En cuanto al Gobierno británico, baste citar lo que dijo el citado Duncan ante la Cámara de los Comunes: «es hora de que ese miserable gusanillo salga de la embajada y se entregue a la justicia británica». Y efectivamente, el 11 de abril de 2019 cuando, en la culminación de una serie de acontecimientos planificados y coordinados con mucha antelación entre Ecuador, Reino Unido y EEUU, Assange salió de la embajada fue inmediatamente detenido y comenzó su reclusión, en condiciones de aislamiento y vigilancia dignas de un peligroso criminal que Melzer describe en el libro, a la espera de que se resuelva el procedimiento de extradición. Y cuando sea extraditado, escribe Melzer, su juicio tendrá lugar en el Tribunal de Espionaje de Alejandría, donde los procedimientos se celebran a puerta cerrada, sin prensa ni público, basándose en pruebas a las que Assange y su abogado no tienen acceso «por razones de seguridad». Gracias en parte a los esfuerzos de Melzer, de la esposa y de los amigos de Assange, así como de algunas minorías políticas occidentales y de los pocos órganos de prensa que conservan un residuo de autonomía y dignidad, Amnistía Internacional, Human Rights Watch, Reporteros sin Fronteras y otras asociaciones se esfuerzan ahora por evitar esta conclusión.

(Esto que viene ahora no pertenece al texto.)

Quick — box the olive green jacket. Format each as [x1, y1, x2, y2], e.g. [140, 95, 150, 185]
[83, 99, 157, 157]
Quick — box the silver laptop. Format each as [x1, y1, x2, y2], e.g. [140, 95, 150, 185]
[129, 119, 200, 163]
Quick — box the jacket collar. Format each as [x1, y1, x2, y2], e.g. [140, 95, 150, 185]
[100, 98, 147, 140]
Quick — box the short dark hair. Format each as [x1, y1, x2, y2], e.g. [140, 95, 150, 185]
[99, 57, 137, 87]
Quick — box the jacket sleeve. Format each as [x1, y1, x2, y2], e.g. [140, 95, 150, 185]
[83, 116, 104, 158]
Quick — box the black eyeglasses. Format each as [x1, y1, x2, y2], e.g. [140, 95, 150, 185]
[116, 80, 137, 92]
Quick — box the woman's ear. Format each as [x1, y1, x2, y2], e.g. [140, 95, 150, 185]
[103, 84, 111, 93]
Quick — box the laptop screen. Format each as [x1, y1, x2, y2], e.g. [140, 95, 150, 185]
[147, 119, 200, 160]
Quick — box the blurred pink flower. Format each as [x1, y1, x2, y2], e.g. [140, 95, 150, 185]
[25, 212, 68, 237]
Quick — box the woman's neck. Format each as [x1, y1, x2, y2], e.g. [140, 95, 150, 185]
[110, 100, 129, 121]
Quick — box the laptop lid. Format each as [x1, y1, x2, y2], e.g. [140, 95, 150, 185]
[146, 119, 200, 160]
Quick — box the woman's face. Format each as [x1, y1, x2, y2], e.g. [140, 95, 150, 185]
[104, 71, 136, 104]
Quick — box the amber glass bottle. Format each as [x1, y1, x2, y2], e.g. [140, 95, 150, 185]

Concluyo observando que Melzer, a quien van todos mis respetos por su compromiso con la justicia y por haberse dado cuenta de que su papel de garante de los derechos humanos se reducía a actuar como hoja de parra de un sistema democrático liberal que va camino de emular a los regímenes fascistas de entreguerras (preparándose para desencadenar la tercera), sin embargo, no da el último paso, a saber, comprender que no se trata de una degeneración a partir de un modelo ideal original, sino de la lógica intrínseca al sistema en cuestión, razón por la cual se declara un «disidente interno» del mismo. Al fin y al cabo, «nadie es perfecto», como reza la frase final de la película «Some Like It Hot».